2.1. Verzoekster heeft haar verzoek met betrekking tot de last onder dwangsom voor het niet-naleven van artikel 6, eerste lid, van het Besluit ter zitting ingetrokken.

2.2. Verzoekster verzoekt de Voorzitter bij wijze van voorlopige voorziening de dwangsombeschikking voor het overige te schorsen totdat onherroepelijk op het bezwaar en op een eventueel daaropvolgend beroep is beslist.

2.3. Verweerder heeft ter zitting toegezegd de beslissing op bezwaar begin juli 2005 te nemen. Gelet hierop en aangezien de begunstigingstermijn inzake de last onder dwangsom voor het niet-naleven van voorschrift 5.4.10 van bijlage I bij het Besluit eerst in september 2005 afloopt, is met het verzoek geen spoedeisend belang gemoeid dat het treffen van de verzochte voorziening rechtvaardigt.

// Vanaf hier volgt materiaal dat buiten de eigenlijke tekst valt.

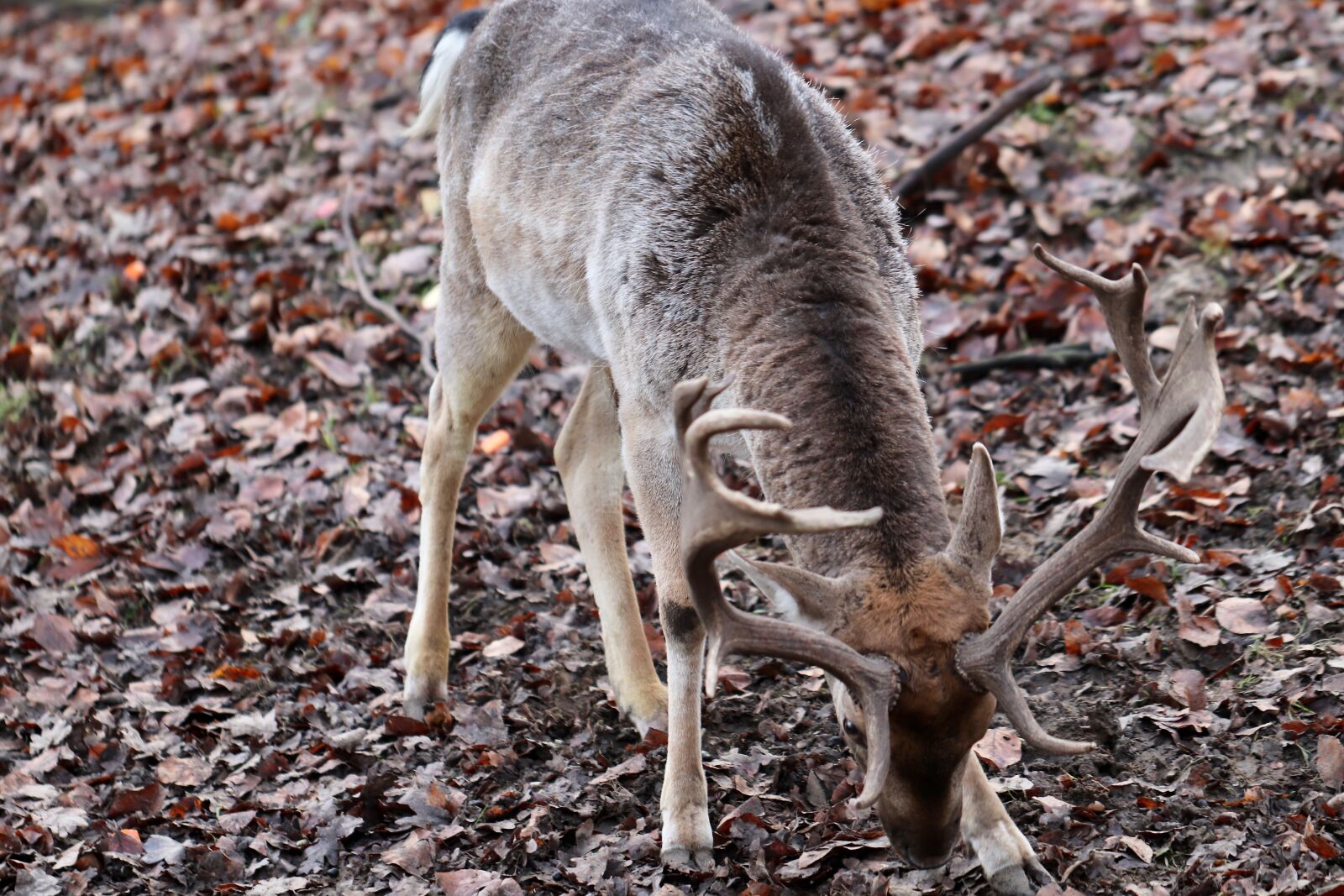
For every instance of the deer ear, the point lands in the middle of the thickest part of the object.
(981, 527)
(803, 597)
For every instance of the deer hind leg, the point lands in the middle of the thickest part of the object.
(1010, 864)
(589, 459)
(656, 481)
(480, 348)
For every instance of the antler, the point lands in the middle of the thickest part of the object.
(717, 519)
(1179, 418)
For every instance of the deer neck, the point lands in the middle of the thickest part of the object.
(830, 356)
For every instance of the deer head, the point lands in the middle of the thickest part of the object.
(916, 668)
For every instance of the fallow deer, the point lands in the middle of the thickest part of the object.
(640, 184)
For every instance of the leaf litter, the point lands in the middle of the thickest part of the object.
(212, 453)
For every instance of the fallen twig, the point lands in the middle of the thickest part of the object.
(1010, 102)
(366, 293)
(1059, 356)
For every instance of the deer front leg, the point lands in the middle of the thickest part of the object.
(1010, 864)
(656, 481)
(480, 348)
(589, 458)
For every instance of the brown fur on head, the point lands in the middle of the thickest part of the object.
(916, 617)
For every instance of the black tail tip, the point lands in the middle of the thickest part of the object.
(467, 22)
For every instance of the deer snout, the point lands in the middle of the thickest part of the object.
(924, 840)
(927, 849)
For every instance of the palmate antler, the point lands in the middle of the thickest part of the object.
(1179, 418)
(717, 519)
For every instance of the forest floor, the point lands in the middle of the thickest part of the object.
(210, 453)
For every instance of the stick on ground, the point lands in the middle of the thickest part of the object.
(1059, 356)
(1010, 102)
(366, 293)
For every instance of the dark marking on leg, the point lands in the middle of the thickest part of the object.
(680, 622)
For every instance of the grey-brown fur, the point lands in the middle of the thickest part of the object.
(699, 210)
(638, 183)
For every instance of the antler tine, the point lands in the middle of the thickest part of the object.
(1179, 419)
(1122, 307)
(717, 519)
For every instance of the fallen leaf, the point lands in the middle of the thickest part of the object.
(339, 371)
(1242, 616)
(1000, 747)
(632, 766)
(165, 849)
(54, 633)
(501, 647)
(77, 547)
(183, 773)
(1330, 761)
(124, 841)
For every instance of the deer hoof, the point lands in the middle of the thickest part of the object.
(1021, 880)
(689, 857)
(423, 692)
(654, 712)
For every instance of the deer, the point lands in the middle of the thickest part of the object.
(643, 186)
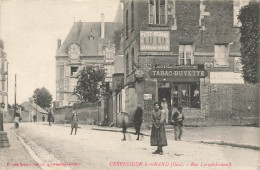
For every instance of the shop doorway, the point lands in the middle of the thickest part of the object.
(164, 91)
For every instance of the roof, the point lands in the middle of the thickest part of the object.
(32, 106)
(81, 33)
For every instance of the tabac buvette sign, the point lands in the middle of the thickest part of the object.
(154, 41)
(177, 73)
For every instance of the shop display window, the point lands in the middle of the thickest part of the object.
(186, 95)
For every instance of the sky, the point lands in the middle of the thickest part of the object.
(30, 29)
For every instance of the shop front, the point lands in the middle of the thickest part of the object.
(180, 87)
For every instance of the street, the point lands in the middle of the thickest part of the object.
(89, 149)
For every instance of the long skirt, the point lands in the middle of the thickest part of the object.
(158, 136)
(74, 125)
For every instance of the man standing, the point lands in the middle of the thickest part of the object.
(178, 118)
(138, 119)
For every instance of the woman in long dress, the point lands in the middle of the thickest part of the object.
(158, 135)
(74, 122)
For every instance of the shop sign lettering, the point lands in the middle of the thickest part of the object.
(154, 41)
(171, 73)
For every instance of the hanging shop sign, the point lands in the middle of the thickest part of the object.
(177, 73)
(148, 96)
(154, 40)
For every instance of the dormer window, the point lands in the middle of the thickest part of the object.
(74, 71)
(74, 51)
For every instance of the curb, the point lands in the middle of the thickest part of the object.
(116, 130)
(245, 146)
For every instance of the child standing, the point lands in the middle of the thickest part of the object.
(178, 118)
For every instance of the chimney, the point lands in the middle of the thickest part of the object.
(102, 26)
(58, 43)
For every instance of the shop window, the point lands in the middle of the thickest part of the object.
(186, 95)
(221, 55)
(73, 71)
(157, 11)
(185, 55)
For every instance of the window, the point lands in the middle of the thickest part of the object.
(73, 71)
(186, 55)
(237, 5)
(221, 55)
(74, 51)
(132, 15)
(126, 65)
(186, 95)
(133, 58)
(126, 26)
(157, 11)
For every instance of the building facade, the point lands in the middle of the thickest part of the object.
(3, 78)
(88, 43)
(188, 53)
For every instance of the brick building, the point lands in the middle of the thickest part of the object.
(3, 79)
(88, 43)
(188, 53)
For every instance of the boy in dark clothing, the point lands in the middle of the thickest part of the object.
(124, 123)
(178, 118)
(138, 119)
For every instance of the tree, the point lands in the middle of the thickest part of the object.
(249, 40)
(42, 97)
(90, 80)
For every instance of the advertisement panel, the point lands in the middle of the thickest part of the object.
(154, 41)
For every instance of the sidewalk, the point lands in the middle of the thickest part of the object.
(236, 136)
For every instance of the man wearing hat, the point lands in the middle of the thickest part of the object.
(164, 106)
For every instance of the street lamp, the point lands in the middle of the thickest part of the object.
(4, 142)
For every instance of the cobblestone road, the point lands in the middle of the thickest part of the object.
(105, 150)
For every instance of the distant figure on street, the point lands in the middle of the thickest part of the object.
(124, 122)
(50, 117)
(16, 119)
(74, 122)
(34, 118)
(138, 119)
(158, 135)
(177, 119)
(164, 106)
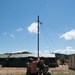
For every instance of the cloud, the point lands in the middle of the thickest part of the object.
(5, 33)
(19, 29)
(8, 34)
(69, 35)
(12, 35)
(19, 51)
(46, 51)
(68, 50)
(35, 51)
(33, 28)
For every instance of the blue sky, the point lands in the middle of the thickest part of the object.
(18, 26)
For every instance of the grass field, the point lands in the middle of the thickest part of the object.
(61, 70)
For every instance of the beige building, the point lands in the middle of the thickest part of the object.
(72, 61)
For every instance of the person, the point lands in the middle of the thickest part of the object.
(28, 72)
(33, 66)
(46, 71)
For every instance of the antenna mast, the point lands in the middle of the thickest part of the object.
(38, 37)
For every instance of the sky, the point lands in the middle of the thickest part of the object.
(18, 26)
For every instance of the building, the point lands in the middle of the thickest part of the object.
(21, 59)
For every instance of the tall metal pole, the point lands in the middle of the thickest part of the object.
(38, 37)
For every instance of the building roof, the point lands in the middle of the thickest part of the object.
(4, 55)
(32, 55)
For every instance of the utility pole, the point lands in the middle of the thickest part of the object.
(38, 37)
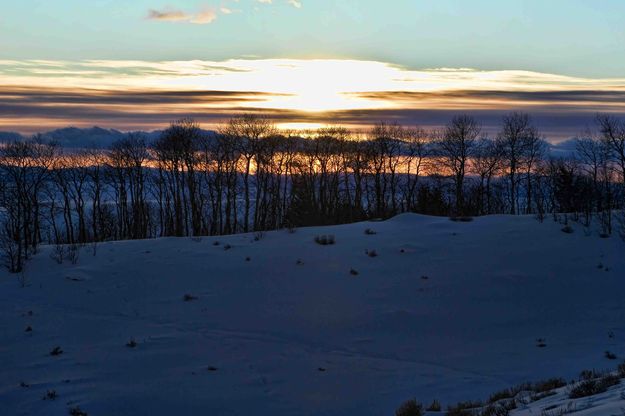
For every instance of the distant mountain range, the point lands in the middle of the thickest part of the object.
(100, 138)
(74, 137)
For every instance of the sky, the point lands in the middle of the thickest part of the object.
(142, 63)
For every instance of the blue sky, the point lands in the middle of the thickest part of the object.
(132, 64)
(572, 37)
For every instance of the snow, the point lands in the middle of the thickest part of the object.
(447, 310)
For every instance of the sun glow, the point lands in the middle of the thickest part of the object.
(314, 92)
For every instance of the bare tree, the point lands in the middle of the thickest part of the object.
(456, 146)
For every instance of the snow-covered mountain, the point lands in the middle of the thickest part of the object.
(74, 137)
(416, 307)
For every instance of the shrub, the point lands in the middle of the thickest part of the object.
(463, 408)
(77, 411)
(409, 408)
(58, 253)
(461, 219)
(50, 395)
(325, 240)
(73, 252)
(548, 385)
(595, 386)
(589, 374)
(435, 406)
(56, 351)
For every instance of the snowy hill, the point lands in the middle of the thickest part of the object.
(284, 326)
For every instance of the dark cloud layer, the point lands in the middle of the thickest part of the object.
(559, 114)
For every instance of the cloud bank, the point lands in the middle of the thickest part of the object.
(139, 94)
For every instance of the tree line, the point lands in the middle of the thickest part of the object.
(250, 176)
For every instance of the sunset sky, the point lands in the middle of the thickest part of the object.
(141, 63)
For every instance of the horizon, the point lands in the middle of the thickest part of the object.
(310, 64)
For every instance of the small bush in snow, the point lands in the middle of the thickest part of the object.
(56, 351)
(589, 374)
(73, 252)
(410, 408)
(461, 219)
(464, 408)
(325, 240)
(77, 411)
(595, 386)
(435, 406)
(58, 253)
(50, 395)
(548, 385)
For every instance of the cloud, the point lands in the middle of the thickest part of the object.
(129, 94)
(203, 17)
(168, 15)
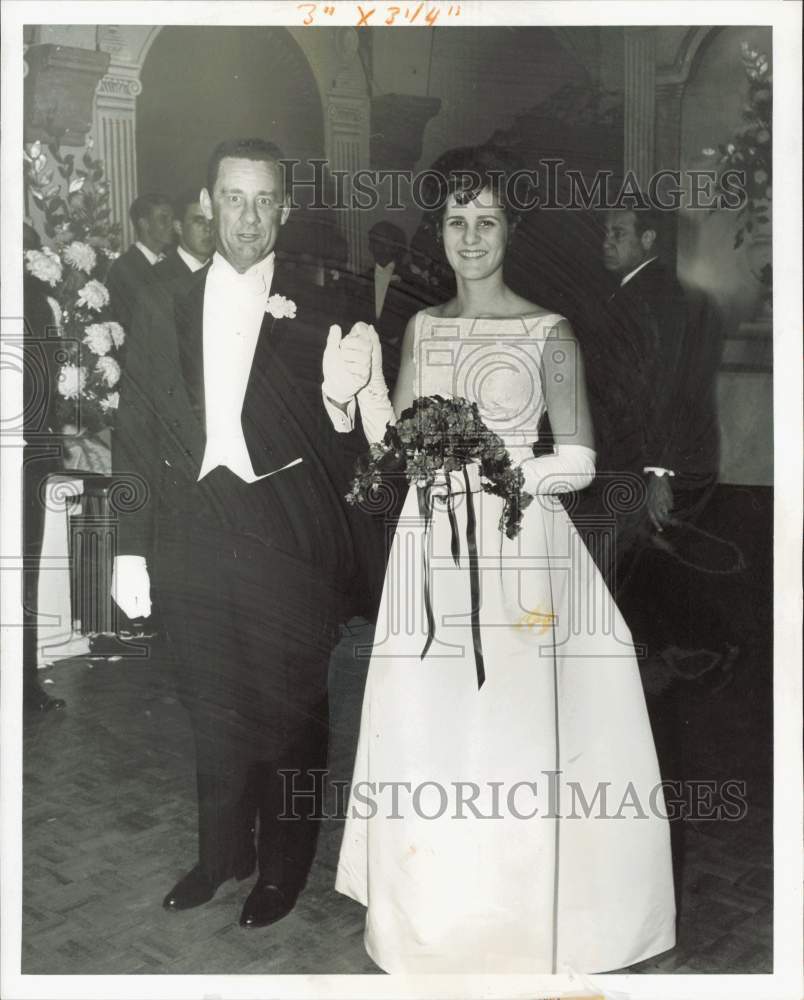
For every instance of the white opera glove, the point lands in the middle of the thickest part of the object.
(346, 363)
(570, 469)
(376, 410)
(131, 586)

2.4. Gelet hierop ziet de Voorzitter aanleiding het verzoek om het treffen van een voorlopige voorziening af te wijzen.

2.5. Voor een proceskostenveroordeling bestaat geen aanleiding.

3. Beslissing

De Voorzitter van de Afdeling bestuursrechtspraak van de Raad van State:

wijst het verzoek af.

Aldus vastgesteld door mr. J.M. Boll, als Voorzitter, in tegenwoordigheid van mr. C. Sparreboom, ambtenaar van Staat.

w.g. Boll w.g. Sparreboom
Voorzitter ambtenaar van Staat

Uitgesproken in het openbaar op 2 juni 2005

195-424.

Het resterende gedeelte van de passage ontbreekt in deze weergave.